A Data Collector in CA Performance Management (CAPM), which has a VNA instance resident (in this case, a Versa plugin is installed), has been going down very frequently. This is impacting data collection and overall system stability. There are 800 Versa VNA provisioned devices and over a 1000 SNMP devices polled via DC.
What is the root cause of these frequent outages and how can we identify if the issue is related to the Versa plugin or any underlying system/resource constraint?
DX NetOps CAPM and VNA all currently supported releases
Checking the Wildfly status shows it was killed by the Linux OOM:
[root@my_dc]# systemctl status wildfly.service
× wildfly.service - The WildFly Application Server
Loaded: loaded (/etc/systemd/system/wildfly.service; enabled; preset: disabled)
Active: failed (Result: oom-kill) since Sun 2026-05-03 19:02:30 UTC; 8h ago
Duration: 2d 14h 19min 45.044s
Process: 233834 ExecStart=/opt/CA/VNA/wildfly/bin/launch.sh $WILDFLY_MODE $WILDFLY_CONFIG $WILDFLY_BIND (code=killed, signal=TERM)
Main PID: 233834 (code=killed, signal=TERM)
In the /var/log/messages, we see:
May 03 19:02:29 my_dc systemd[1]: wildfly.service: A process of this unit has been killed by the OOM killer.May 03 19:02:30 my_dc systemd[1]: wildfly.service: Failed with result 'oom-kill'.
When the server is under extreme memory pressure, the kernel oom killer kills whatever process is consuming the largest amount of memory. The JRE will allocate the full amount specified and use it so the Linux OOM will protect the kernel by killing the process as it is consuming the most memory when memory resources become too limited.

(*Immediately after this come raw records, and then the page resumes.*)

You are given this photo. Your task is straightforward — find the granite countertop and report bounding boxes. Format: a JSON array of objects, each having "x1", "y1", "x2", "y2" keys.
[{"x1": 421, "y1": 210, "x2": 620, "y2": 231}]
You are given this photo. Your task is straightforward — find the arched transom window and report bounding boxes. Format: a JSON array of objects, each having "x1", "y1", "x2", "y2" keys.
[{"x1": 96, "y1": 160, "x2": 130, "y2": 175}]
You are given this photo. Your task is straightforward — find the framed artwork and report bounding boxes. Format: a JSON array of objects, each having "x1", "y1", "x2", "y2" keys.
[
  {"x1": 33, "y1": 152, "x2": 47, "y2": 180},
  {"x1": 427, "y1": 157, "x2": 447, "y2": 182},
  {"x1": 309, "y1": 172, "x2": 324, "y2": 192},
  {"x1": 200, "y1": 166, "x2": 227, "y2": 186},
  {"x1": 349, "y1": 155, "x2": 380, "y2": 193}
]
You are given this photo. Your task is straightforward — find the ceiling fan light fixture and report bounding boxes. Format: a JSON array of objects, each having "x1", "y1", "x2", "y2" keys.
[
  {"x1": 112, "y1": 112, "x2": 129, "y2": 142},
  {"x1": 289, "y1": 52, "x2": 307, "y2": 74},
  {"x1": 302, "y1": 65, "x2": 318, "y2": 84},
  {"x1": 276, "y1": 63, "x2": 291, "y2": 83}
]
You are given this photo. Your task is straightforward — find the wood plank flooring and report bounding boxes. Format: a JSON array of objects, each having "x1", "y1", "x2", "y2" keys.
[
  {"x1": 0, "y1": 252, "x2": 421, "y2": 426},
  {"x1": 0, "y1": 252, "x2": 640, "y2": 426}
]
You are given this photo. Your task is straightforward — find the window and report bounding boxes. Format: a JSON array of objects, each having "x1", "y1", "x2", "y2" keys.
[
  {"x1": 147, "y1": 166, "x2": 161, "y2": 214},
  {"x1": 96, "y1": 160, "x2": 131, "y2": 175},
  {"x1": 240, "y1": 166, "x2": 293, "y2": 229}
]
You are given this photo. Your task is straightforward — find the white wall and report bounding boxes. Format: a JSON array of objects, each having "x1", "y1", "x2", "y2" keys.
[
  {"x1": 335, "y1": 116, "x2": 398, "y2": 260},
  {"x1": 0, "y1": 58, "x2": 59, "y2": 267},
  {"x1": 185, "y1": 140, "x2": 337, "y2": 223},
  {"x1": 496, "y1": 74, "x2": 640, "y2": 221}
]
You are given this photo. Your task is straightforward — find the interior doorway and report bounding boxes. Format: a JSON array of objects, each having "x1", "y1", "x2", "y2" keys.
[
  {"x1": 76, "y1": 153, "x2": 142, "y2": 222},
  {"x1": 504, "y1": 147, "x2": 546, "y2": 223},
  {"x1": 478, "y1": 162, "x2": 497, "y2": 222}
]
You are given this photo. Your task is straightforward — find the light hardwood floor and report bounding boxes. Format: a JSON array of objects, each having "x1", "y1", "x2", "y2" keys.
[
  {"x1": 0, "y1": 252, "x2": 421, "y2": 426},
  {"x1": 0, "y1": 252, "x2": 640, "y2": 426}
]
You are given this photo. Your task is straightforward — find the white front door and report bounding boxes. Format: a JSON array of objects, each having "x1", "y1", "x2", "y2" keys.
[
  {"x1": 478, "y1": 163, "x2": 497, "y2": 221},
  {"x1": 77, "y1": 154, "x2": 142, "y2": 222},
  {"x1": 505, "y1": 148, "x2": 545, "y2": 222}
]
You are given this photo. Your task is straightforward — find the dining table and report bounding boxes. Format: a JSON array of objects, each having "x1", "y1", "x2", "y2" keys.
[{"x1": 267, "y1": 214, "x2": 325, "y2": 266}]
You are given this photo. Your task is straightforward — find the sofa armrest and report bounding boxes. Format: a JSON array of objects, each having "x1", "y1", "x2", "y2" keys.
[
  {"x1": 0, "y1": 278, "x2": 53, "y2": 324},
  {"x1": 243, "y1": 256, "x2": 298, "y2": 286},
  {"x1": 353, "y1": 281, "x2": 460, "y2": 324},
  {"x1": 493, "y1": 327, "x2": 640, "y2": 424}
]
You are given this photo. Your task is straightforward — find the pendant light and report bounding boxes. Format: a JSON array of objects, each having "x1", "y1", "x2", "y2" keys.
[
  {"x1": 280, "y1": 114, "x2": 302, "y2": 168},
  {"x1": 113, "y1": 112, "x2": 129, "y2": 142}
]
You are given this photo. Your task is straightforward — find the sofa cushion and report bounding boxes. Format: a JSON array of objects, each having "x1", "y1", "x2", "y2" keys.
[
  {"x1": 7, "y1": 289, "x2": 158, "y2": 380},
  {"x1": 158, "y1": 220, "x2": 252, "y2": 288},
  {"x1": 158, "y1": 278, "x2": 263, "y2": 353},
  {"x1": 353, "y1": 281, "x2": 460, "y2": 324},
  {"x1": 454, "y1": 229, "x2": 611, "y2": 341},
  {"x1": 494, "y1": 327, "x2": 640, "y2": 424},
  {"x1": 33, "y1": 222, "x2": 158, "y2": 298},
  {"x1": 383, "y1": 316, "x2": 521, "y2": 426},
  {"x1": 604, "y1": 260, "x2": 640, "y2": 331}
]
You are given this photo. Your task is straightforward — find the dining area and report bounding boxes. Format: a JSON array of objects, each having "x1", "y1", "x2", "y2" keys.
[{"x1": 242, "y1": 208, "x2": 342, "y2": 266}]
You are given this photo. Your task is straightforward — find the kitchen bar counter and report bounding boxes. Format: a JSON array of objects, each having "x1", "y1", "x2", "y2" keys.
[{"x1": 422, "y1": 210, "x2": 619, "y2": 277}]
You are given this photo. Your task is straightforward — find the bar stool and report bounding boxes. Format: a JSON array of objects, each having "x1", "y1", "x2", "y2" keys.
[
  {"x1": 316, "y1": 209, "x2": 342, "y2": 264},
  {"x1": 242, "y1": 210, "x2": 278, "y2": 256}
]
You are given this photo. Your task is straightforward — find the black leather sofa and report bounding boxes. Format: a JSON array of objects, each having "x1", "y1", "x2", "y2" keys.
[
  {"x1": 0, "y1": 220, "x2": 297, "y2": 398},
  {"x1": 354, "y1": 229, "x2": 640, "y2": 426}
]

Looking at the processes (dcmd, wildfly & MySQL) running on the DC, the -Xmx which specifies the maximum memory each is allocated goes up to 65GB
But the server itself has only 64GB:
#free -t
total used free shared buff/cache available
Mem: 65266896 51589608 1247104 633316 7795816 7677288Swap: 2097148 24464 2072684Total: 61164044 57614072 3319788
So the server memory allocation for the processes is over-subscribed. The Sum of XMX for the DC, VNA and MySql should be under MAX-2GB (where MAX = maximum available memory)
Change the dcmd allocation in /opt/DCM.cfg from whatever it is currently set to (in this example - 24GB):
IM_MAX_MEM=24000M
to something at least 2GB less. For example, 16GB:
IM_MAX_MEM=16000M
Then restart the dcmd service.